President Donald Trump may have won Florida, but both Democrats and Republicans spent staggering amounts of money in an attempt to steal the state.

With 29 electoral votes, the Sunshine State had the most to offer of any swing state. Trump visited at least 16 times this campaign season and changed his actual address to make it his home state. Biden, meanwhile, has made four trips to the state since he began his campaign. 

But both candidates have been spending more and more on a record-breaking advertising race in the state. Political ads in the state well-surpassed 2016 spends: Together, Biden and Trump spent at least $264 million on ad buys in the state across television, radio, and digital platforms. The Biden campaign has spent or reserved at least $77 million in airtime, and the Trump campaign spent about $69 million, according to Advertising Analytics.

Michael Bloomberg, a Biden backer, pledged to spend an additional $100 million in the state to bombard airwaves with Democratic messaging. The Bloomberg camp said the goal was to make the President, who has significantly less cash on hand than Biden, continue to fight for Florida in order to take focus away from what the Biden campaign is calling the “blue wall” states in the Midwest. 
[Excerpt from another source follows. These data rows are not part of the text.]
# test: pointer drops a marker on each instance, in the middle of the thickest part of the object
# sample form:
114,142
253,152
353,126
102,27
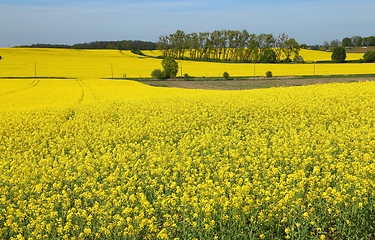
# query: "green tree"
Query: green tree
338,54
170,67
226,75
369,57
269,56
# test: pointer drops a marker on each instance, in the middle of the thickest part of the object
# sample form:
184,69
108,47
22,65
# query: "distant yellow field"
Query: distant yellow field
18,62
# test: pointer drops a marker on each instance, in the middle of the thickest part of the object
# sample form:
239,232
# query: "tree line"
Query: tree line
120,45
229,45
354,41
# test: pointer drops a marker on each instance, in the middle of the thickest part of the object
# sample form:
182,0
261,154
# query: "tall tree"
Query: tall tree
338,54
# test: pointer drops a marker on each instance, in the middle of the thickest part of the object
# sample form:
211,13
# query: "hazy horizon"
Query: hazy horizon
70,22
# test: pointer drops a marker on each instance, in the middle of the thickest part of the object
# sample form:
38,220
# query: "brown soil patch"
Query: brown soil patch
251,83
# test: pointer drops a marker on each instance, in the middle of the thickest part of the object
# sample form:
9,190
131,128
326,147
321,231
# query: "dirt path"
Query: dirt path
252,83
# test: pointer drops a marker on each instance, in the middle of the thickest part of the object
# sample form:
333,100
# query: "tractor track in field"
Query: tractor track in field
91,91
83,86
34,83
82,96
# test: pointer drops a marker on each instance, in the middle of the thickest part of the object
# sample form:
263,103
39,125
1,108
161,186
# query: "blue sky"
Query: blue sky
69,22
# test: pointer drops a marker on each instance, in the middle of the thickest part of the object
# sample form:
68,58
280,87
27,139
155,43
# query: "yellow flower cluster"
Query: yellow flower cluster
86,64
101,159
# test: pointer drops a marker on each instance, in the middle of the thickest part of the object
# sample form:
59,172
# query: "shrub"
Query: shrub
338,54
158,74
368,57
269,56
269,74
226,75
186,76
298,59
170,67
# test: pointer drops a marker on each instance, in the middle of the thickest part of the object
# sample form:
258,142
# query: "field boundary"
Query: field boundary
255,83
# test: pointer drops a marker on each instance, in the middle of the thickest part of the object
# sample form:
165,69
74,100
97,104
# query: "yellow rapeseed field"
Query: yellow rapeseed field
68,63
114,159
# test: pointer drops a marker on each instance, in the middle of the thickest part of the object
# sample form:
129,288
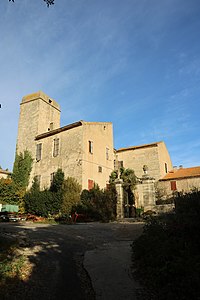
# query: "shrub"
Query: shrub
167,255
71,190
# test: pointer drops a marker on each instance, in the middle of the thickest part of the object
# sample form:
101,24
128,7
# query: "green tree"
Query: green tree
22,169
57,181
48,2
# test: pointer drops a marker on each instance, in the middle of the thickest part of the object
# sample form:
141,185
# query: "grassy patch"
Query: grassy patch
13,266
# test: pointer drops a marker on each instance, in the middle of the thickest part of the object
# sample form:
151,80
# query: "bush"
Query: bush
71,190
167,255
98,204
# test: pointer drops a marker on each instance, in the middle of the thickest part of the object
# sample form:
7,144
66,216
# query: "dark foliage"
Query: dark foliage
167,255
98,204
57,181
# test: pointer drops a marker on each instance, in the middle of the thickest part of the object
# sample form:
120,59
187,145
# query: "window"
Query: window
173,185
90,184
107,153
91,147
55,147
99,169
120,163
38,152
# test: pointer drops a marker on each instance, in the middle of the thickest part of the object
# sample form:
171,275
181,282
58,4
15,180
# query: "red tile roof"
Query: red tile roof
139,147
182,173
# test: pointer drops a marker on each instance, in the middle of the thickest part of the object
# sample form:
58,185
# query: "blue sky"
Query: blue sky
135,63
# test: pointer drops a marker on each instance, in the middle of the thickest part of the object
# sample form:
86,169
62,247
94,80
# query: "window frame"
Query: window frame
56,147
38,152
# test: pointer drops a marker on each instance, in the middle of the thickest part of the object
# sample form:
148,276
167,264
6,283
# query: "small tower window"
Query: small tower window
91,147
51,126
107,153
38,152
55,147
99,169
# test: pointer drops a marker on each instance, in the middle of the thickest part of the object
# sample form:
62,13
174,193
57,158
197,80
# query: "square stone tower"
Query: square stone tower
38,114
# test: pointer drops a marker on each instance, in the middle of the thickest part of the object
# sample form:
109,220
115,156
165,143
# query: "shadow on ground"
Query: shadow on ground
55,264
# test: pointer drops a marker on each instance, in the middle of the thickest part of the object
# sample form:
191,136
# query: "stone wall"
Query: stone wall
183,185
155,156
68,159
99,164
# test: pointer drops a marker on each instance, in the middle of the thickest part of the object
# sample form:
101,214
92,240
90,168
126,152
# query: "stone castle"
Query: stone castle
84,150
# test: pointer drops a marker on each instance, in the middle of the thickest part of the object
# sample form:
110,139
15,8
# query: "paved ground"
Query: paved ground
81,261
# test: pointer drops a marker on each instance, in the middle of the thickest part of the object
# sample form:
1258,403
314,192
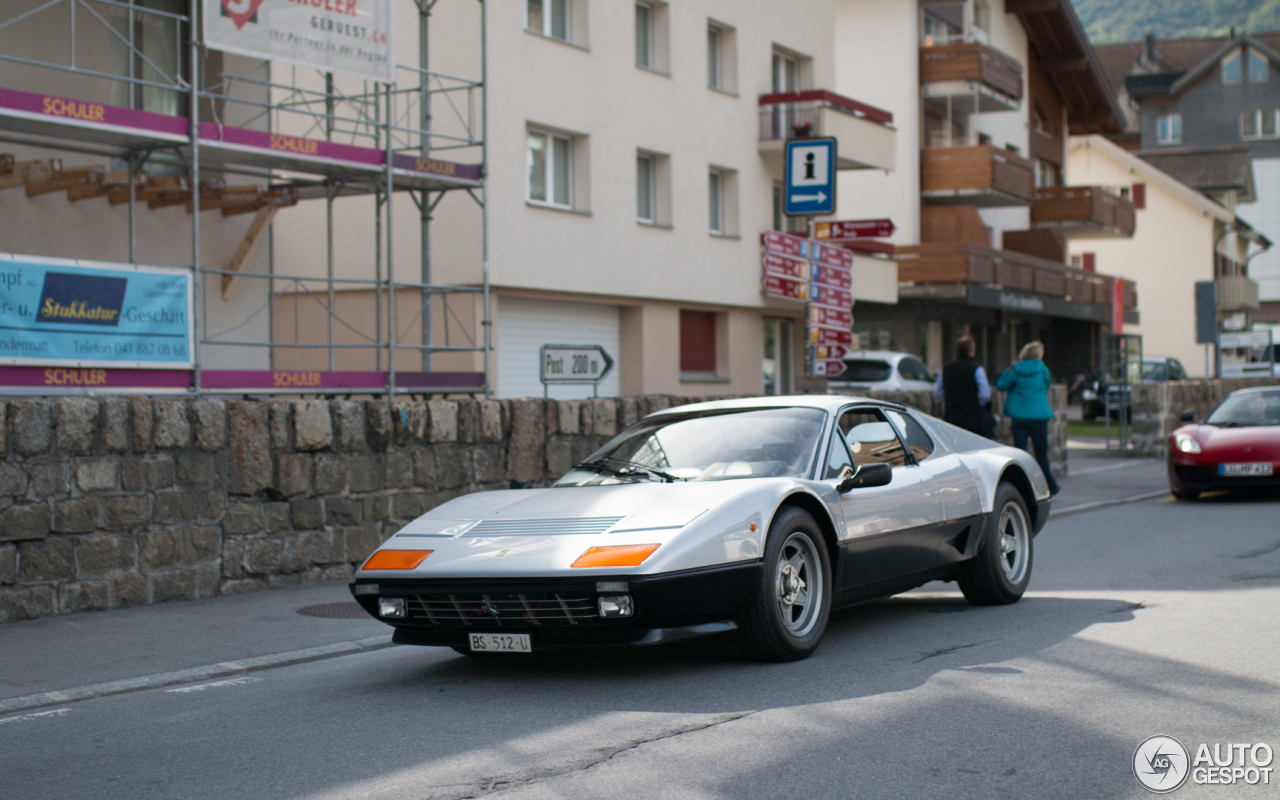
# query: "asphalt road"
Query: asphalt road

The Trump campaign, meanwhile, dropped critical campaign funds on recruiting door-to-door canvassers in Florida. While predictions show that Biden has a way forward without winning Florida, it would have been nearly impossible for Trump to win the race without the key state’s backing. 

“There is no battleground state that poses quite the impediment to Donald Trump’s reelection as Florida does,” said Bloomberg senior political adviser Kevin Sheekey. “We’re here to provide that impediment, and with any luck and with a little bit of turnout, we hope to win a narrow election.”

The plan appeared to work: In the last week of campaigning, the Trump campaign was forced to slash its advertising budget in the state and ask the Republican National Committee to pick up some of the slack so that it could attempt to reposition the money into Northern states. The campaign cut $5.5 million in Florida ads during its final two weeks, while the RNC added $4 million. Biden, meanwhile, booked $16.7 million in ads in Florida for the last two weeks of his campaign. 

Some analysts worried that bombarding Floridians with hundreds of millions of dollars of ads would eventually have a diminishing return. “It all becomes white noise. It all starts to blur for the voters, and they begin proactively tuning it out,” Fernand Amandi, a Miami-based Democratic strategist who produced ads for President Barack Obama in 2012, told Politico in October.

Perhaps he was correct. The Associated Press called Florida for the Trump campaign early Wednesday morning.